For years I've used a custom-compiled Firefox, with various personal modifications. Usually this works okay and I basically don't notice any difference between my version and the official version except that the branding is a bit different (and since I build from the development tree, I'm usually effectively a Firefox version or two ahead). However, I've now run into a new drawback, one that hadn't even crossed my radar until recently.
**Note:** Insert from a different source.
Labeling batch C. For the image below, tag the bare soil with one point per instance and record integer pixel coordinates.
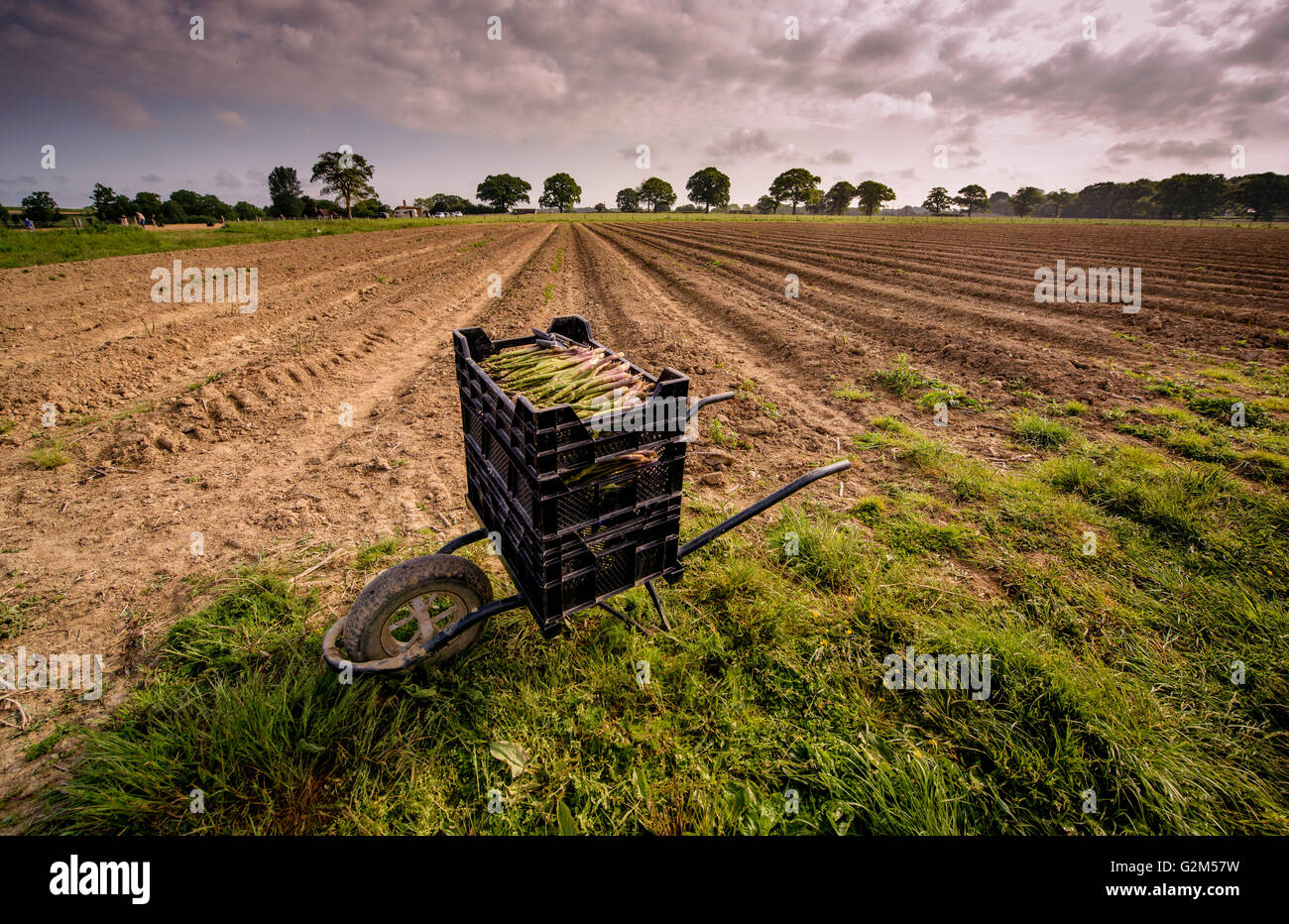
(194, 417)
The short version is that I read a spate of news coverage of what compiler Firefox was using, starting in September with the news that Firefox was switching to clang with LTO but really picking up steam in December with some comparisons of how Firefox builds with GCC and clang compared (part 1, part 2), and then Fedora people first considered using clang (with LTO) themselves and then improved GCC so they could stick with it while still getting LTO and PGO (via Fedora Planet/People). All of this got me to try building my own Firefox with LTO (using clang), because once I paid attention the performance improvement of LTO looked kind of attractive.
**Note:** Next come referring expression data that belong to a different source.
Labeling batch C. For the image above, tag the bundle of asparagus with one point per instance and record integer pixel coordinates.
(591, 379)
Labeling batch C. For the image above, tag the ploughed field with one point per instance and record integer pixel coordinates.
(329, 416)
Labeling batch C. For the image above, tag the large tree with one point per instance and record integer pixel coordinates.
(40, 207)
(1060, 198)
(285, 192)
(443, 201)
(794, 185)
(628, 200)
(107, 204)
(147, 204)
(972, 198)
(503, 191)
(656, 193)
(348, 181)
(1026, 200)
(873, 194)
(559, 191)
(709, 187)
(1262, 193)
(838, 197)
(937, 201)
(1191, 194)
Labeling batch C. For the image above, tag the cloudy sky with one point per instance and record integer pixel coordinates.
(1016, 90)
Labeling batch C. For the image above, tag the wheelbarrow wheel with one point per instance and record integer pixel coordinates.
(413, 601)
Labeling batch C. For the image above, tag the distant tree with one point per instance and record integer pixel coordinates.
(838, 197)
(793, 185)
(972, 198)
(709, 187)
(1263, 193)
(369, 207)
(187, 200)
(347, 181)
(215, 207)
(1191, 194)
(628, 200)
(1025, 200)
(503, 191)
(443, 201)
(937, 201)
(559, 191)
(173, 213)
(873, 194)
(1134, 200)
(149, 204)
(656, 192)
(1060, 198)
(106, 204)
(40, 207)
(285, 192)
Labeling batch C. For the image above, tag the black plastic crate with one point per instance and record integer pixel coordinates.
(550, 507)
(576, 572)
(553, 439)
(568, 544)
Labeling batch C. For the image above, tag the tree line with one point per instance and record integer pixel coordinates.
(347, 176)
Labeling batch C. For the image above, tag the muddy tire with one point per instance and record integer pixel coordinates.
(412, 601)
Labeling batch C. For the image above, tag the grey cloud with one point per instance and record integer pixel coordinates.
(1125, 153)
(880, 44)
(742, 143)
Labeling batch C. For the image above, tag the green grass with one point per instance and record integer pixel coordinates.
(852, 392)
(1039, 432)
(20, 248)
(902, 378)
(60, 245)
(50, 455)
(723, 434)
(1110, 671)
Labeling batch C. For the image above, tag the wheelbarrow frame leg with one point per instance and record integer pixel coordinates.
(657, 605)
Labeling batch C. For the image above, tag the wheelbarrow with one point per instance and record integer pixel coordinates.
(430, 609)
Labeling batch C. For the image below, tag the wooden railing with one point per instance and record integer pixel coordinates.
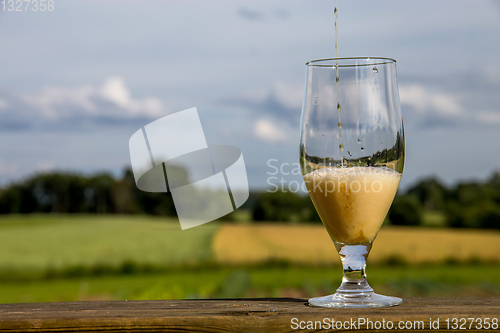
(248, 315)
I failed. I don't know if it's my set of packages, how my Fedora machines are set up, or that I don't actually know what I'm doing about configuring Firefox to build with LTO (Link-Time Optimization), but the short version is that all of my build attempts errored out and I ran out of energy to try to get it going; my personal Firefox builds are still plain non-LTO ones, which means that I'm missing out on some performance. I'm also missing out on additional performance since I would probably never try to get the PGO (Profile-Guided Optimization) bits working, as that seems even more complicated tha LTO.
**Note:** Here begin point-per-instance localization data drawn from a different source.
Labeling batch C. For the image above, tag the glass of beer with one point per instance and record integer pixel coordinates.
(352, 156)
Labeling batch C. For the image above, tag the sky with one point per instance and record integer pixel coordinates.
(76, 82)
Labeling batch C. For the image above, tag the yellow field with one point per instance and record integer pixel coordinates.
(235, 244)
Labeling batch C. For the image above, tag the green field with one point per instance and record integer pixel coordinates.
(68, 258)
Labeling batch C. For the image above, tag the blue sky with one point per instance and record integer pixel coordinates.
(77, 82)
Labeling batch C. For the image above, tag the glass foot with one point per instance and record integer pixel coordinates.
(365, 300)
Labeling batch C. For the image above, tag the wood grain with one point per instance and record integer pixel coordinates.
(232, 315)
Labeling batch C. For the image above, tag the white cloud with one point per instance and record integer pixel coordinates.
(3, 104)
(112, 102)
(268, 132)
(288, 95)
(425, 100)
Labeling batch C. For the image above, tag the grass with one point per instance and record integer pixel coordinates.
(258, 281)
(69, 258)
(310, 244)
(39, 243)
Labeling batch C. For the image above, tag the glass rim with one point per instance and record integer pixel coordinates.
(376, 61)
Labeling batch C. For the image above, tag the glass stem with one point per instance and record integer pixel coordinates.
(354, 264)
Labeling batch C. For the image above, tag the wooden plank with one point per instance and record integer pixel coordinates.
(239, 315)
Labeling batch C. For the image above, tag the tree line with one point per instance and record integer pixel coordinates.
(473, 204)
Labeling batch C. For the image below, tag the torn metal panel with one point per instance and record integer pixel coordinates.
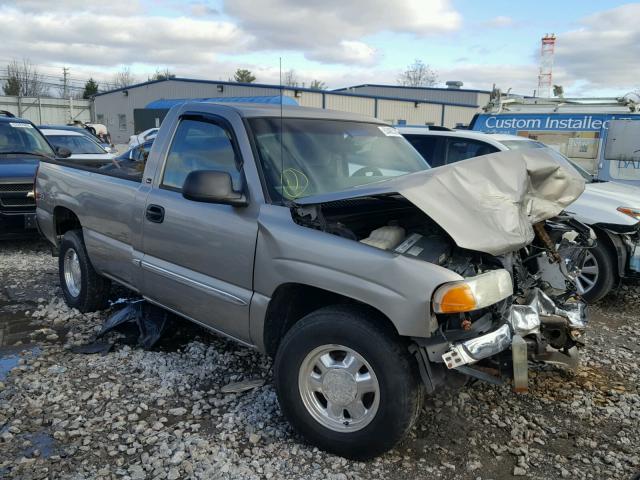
(487, 203)
(490, 203)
On the one hand, my impression is that much of the performance benefit is on Javascript-based benchmarks and sites, and in my main Firefox instance I block almost all Javascript from almost everyone (although I'm getting a bit more relaxed about that). If I'm using Google Maps or some other Javascript heavy site, it's in the official Fedora Firefox and very soon that's going to have both PGO and LTO.

On the other hand, there are two cases where I actually do care about Javascript performance in my main Firefox and it's probably a limiting factor. The first is for our new Grafana dashboards; I usually view these in my main browser for convenience, and my typical style of dashboard winds up running rather a lot of Javascript, DOM manipulation, CSS (re)sizing, and so on that takes a visible amount of time and CPU. I don't look at our dashboards all that often, but it would be nice if they were more responsive.

The second and much bigger case is Firefox addons themselves. All WebExtensions addons are completely written in Javascript, and things like uBlock Origin are not small and do an appreciable amount of Javascript computation in the process of blocking all of the other Javascript for me. In fact, uBlock Origin has started using WebAssembly for some of its CPU-intensive internals (currently for a hostname trie, and see also, and there's also WASM lz4 stuff). Improving the performance of addons would basically improve the performance of my Firefox as a whole, since addons potentially run on everything I visit (and both uBlock Origin and uMatrix are probably active on basically every page load).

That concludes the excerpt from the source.